The Upsert load method requires each record in a table to be unique. To establish record uniqueness, you must define the Identifier Paths field within the Data Catalog's object properties as the table's primary or unique keys.
We recommend that you use the Upsert method to load data for most scenarios. This method allows tables to reflect the current state of your source data.
Note: The Upsert method is not supported by all destinations. See Destinations.When you upsert records and in the batch window, there are multiple events that are associated with the same record, only the events' highest variation is retained for the delivery. Older variations are excluded from the delivery. Events that are excluded during the process are counted and their quantity is displayed on the Excluded graph on the Overview tab in a pipeline.
- Insert load method
Inserts events as new records into a table. Unlike the Upsert load method, the Insert load method does not update existing records. Hence, a processed event's variation does not matter.
When you use the Insert method, we recommend that you remove primary and unique keys from the table columns. Otherwise, if a record with the same unique key or identifier already exists in the table, the Insert operation fails and the events are moved to the Replay Queue because of the load errors.
We recommend that you use the Insert method to maintain historical data in the target tables.
Example of a data load with the Upsert method
These conditions must be met to load data with the Upsert method:
- Use the stream pipeline for which the Upsert loading method is defined.
- The Upsert method is supported by the destination.
- Source data has identifier and variation columns.

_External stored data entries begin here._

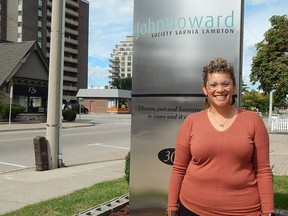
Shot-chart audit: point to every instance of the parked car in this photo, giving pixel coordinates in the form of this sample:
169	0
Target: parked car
260	113
76	108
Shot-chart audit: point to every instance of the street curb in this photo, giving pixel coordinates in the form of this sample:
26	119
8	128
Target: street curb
107	208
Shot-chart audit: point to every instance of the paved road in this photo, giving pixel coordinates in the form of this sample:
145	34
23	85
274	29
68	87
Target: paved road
20	188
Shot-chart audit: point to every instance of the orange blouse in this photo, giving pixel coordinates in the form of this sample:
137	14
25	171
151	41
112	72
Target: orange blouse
222	173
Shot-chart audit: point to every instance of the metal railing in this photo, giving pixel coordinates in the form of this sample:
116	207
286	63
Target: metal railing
280	124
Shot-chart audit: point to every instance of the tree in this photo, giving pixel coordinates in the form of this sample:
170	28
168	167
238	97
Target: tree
270	64
122	83
254	100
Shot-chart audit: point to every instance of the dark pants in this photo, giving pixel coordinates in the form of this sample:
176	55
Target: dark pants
183	211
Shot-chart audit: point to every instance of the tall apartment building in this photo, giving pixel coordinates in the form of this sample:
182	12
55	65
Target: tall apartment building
26	20
121	60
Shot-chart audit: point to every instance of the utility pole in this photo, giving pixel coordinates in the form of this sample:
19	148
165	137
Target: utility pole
270	111
54	112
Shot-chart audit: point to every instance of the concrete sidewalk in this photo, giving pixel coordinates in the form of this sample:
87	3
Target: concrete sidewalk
27	186
32	125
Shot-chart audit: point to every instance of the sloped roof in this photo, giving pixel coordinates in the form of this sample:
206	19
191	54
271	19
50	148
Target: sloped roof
13	55
104	93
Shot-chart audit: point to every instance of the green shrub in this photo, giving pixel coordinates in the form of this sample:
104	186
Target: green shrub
69	115
15	110
127	167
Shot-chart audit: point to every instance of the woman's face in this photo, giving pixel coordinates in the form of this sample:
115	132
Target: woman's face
219	88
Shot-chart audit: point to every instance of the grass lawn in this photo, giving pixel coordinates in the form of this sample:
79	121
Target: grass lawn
77	201
100	193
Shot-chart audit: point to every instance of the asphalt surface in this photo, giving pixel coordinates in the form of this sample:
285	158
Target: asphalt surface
28	186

- The destination table has primary or unique keys columns that match the source identifier columns.
This table shows the destination table that contains these records:
ID | Description | Price | VariationNumber |
---|---|---|---|
1 | Banana | 1.10 | 9999 |
2 | Apple | 0.30 | 9999 |
This table shows events that are published by the source within the time frame of 100 ms:
ID | Description | Price | VariationNumber |
---|---|---|---|
1 | Banana | 1.50 | 10001 |
2 | Apple | 0.50 | 10001 |
3 | Orange | 2.10 | 10001 |
4 | Watermelon | 3.99 | 10001 |
2 | Apple | 0.55 | 10002 |
The upsert optimization process excludes the event with ID 2 and variation number 10001. This is because the delivery batch contains a newer event for the same ID but with a higher value of 10002 in the VariationNumber field.
This table shows records in the destination table after the successful event delivery:
ID | Description | Price | VariationNumber |
---|---|---|---|
1 | Banana | 1.50 | 10001 |
2 | Apple | 0.55 | 10002 |
3 | Orange | 2.10 | 10001 |
4 | Watermelon | 3.99 | 10001 |
Events with IDs 3 and 4 have been inserted and events with IDs 1 and 2 have been updated.
Example of a data load with the Insert method
These conditions must be met to load data with the Insert method:
- Use the stream pipeline for which the Insert loading method is defined.
- Source data has identifier and variation columns.
- The destination table has no unique column constraints.
This table shows the destination table that contains these records:
ID | Description | Price | VariationNumber |
---|---|---|---|
1 | Banana | 1.10 | 9999 |
2 | Apple | 0.30 | 9999 |
This table shows events that are published by the source:
ID | Description | Price | VariationNumber |
---|---|---|---|
1 | Banana | 1.50 | 10001 |
2 | Apple | 0.50 | 10001 |
3 | Orange | 2.10 | 10001 |
4 | Watermelon | 3.99 | 10001 |
2 | Apple | 0.55 | 10002 |
This table shows records in the destination table after the successful event delivery:
ID | Description | Price | VariationNumber |
---|---|---|---|
1 | Banana | 1.10 | 9999 |
2 | Apple | 0.30 | 9999 |
1 | Banana | 1.50 | 10001 |
2 | Apple | 0.50 | 10001 |
3 | Orange | 2.10 | 10001 |
4 | Watermelon | 3.99 | 10001 |
2 | Apple | 0.55 | 10002 |
After the successful delivery, the destination table contains all added and already existing events.